Tekton Installer Rollback Guide
Purpose
This guide defines the manual rollback path for failed Tekton upgrade operations triggered from Image Factory.
Scope
- Provider-scoped rollback (one infrastructure provider at a time).
- Covers both install modes:
gitopsimage_factory_installer
Preconditions
- Identify provider ID and intended rollback version.
- Confirm cluster access for the provider.
- Confirm no installer job is currently
pendingorrunningfor that provider.
1) Assess Failure
- Fetch installer status from Image Factory:
GET /api/v1/admin/infrastructure/providers/{id}/tekton/status
- Record:
- Failed job ID
- Error message
- Last successful asset version (from prior successful job, Git history, or release notes)
- Validate cluster reachability and readiness:
GET /api/v1/admin/infrastructure/providers/{id}/readiness
2) Rollback for gitops Mode
- Revert the GitOps source to the last known-good Tekton asset version.
- Trigger your GitOps sync (ArgoCD/Flux) and wait for reconciliation.
- Verify resources in target namespace:
- Pipelines:
image-factory-build-v1-* - Required tasks:
git-clone,docker-build,buildx,kaniko,packer
- Pipelines:
- Re-run readiness check endpoint.
- Run a small validation build in Image Factory.
3) Rollback for image_factory_installer Mode
- Checkout or prepare the previous known-good
backend/tektonassets. - Apply the known-good manifests to the provider cluster namespace:
- Use the same namespace configured by
tekton_target_namespace(or tenant namespace fallback).

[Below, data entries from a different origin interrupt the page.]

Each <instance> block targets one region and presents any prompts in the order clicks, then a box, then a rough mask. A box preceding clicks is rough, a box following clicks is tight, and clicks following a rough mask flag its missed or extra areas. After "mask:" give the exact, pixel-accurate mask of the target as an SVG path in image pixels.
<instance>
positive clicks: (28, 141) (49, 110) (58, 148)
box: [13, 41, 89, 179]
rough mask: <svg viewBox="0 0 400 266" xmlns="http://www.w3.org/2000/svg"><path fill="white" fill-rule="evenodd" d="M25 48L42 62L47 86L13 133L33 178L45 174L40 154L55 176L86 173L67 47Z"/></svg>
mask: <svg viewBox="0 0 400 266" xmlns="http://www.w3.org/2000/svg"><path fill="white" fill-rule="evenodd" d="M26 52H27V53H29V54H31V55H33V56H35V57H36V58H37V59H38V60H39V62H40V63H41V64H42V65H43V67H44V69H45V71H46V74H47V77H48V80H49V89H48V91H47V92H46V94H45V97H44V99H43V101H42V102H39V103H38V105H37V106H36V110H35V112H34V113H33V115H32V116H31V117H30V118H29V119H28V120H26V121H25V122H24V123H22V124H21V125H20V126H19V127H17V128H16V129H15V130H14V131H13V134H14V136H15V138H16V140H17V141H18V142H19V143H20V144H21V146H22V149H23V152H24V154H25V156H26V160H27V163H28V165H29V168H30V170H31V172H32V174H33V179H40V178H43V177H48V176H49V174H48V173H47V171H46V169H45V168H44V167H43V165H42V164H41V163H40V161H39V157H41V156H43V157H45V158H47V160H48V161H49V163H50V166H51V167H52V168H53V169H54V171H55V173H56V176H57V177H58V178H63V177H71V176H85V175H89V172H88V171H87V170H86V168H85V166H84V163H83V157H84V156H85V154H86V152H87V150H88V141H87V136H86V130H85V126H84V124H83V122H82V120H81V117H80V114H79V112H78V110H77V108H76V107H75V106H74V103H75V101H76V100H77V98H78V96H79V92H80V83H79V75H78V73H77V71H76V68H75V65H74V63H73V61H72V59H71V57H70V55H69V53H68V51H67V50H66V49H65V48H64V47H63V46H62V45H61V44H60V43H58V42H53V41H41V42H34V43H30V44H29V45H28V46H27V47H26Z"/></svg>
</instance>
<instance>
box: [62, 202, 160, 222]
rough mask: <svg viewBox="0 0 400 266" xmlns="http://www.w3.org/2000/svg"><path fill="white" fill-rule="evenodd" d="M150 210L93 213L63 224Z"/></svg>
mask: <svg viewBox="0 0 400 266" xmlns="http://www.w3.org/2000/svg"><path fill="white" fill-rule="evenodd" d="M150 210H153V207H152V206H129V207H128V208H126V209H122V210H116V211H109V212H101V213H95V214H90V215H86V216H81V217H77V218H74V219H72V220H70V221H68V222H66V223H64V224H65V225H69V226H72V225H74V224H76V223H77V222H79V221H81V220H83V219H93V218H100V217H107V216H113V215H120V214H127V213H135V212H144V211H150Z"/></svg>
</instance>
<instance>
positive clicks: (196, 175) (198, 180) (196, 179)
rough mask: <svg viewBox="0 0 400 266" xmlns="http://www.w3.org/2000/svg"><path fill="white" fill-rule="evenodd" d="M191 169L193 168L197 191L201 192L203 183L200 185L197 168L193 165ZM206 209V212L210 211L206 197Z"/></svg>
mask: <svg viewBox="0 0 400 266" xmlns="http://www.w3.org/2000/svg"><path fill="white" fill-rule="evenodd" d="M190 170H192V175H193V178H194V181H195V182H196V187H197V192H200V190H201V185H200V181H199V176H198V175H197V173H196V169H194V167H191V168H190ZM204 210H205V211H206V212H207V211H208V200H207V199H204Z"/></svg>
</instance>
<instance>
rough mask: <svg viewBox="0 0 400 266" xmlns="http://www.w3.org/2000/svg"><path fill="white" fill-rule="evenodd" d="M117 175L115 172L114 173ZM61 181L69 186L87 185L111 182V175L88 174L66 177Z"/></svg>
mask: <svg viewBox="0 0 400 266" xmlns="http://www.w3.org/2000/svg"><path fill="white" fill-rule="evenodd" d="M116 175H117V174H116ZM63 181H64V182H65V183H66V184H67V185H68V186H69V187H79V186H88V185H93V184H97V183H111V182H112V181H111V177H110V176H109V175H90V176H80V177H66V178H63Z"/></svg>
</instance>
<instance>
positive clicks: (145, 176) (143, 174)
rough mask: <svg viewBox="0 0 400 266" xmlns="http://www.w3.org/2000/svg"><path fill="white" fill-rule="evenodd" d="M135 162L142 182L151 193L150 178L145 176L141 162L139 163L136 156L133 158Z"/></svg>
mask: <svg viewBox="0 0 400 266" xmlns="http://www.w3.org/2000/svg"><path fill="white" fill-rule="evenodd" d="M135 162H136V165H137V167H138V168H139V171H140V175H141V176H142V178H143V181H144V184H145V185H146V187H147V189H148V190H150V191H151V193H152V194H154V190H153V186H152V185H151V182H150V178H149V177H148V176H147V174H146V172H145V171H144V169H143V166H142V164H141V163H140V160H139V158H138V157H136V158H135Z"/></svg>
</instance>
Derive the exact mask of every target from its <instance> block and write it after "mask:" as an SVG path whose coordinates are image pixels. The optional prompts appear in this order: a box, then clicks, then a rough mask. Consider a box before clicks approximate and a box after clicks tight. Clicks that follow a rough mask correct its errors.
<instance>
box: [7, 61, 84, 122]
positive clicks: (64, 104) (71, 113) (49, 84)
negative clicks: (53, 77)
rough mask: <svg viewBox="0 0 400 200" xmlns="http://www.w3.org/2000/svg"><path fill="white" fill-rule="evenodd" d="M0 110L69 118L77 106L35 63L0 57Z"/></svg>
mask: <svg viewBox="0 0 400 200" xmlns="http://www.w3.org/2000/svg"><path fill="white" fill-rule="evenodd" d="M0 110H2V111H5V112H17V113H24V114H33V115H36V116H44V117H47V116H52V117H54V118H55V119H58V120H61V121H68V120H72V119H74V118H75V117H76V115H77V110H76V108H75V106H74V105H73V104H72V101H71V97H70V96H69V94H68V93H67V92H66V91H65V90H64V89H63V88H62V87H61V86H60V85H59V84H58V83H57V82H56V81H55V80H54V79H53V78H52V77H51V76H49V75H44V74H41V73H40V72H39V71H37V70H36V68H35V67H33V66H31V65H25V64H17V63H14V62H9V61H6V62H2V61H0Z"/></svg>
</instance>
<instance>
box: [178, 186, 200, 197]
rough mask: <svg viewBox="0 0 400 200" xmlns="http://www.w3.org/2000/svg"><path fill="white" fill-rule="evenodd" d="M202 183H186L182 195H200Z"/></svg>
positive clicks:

- Use the same namespace configured by
- Re-run installer validation:
POST /api/v1/admin/infrastructure/providers/{id}/tekton/validate
- Re-run readiness check endpoint.
- Execute a smoke build to confirm successful scheduling and execution.
4) Post-Rollback Validation
- Confirm no active installer job remains.

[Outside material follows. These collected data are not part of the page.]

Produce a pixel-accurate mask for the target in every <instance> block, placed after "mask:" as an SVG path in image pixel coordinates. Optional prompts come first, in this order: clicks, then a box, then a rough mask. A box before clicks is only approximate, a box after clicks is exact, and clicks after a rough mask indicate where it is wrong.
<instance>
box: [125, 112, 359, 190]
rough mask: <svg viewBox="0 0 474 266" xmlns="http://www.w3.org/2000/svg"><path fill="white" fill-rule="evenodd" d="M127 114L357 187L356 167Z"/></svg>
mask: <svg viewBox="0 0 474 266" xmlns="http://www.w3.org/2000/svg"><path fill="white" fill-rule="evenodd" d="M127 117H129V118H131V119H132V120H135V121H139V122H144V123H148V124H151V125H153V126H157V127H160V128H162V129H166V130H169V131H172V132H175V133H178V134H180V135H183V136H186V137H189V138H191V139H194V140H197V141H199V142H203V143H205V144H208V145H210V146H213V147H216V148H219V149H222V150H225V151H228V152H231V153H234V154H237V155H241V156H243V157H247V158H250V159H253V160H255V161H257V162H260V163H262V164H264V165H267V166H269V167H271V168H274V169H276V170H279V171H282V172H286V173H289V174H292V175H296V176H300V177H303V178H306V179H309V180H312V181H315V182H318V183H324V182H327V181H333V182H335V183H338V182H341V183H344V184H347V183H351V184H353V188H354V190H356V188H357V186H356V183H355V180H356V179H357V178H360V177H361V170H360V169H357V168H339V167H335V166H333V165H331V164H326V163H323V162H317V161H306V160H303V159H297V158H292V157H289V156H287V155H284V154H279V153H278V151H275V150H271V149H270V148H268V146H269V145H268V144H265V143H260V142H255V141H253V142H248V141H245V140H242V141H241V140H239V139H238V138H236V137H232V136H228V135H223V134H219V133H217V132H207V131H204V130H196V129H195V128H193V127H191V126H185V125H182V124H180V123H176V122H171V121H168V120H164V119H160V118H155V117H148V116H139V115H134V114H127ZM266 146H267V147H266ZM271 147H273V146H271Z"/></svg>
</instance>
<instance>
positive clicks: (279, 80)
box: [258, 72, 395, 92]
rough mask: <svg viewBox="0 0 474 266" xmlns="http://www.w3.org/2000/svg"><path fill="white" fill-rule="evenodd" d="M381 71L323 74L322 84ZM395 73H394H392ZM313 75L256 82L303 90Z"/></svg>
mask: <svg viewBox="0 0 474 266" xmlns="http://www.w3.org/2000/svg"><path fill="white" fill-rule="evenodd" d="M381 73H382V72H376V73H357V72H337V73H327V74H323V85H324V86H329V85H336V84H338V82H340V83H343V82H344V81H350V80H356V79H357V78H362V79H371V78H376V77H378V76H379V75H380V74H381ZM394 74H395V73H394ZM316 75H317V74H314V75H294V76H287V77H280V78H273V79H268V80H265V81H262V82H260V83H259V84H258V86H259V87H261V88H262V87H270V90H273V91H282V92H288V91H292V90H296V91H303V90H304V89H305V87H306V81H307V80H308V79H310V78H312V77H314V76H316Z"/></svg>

- Confirm readiness reports no missing Tekton pipelines/tasks for the expected profile.
- Confirm at least one build completes successfully.
- Capture incident notes:
- Failed version
- Restored version
- Root cause and follow-up action
5) Operational Notes
- Keep provider upgrades serialized; avoid concurrent install/upgrade operations.
- Prefer rollback to last known-good version before attempting forward-fix in production.
- If rollback fails repeatedly, disable provider selection for affected tenants until resolved.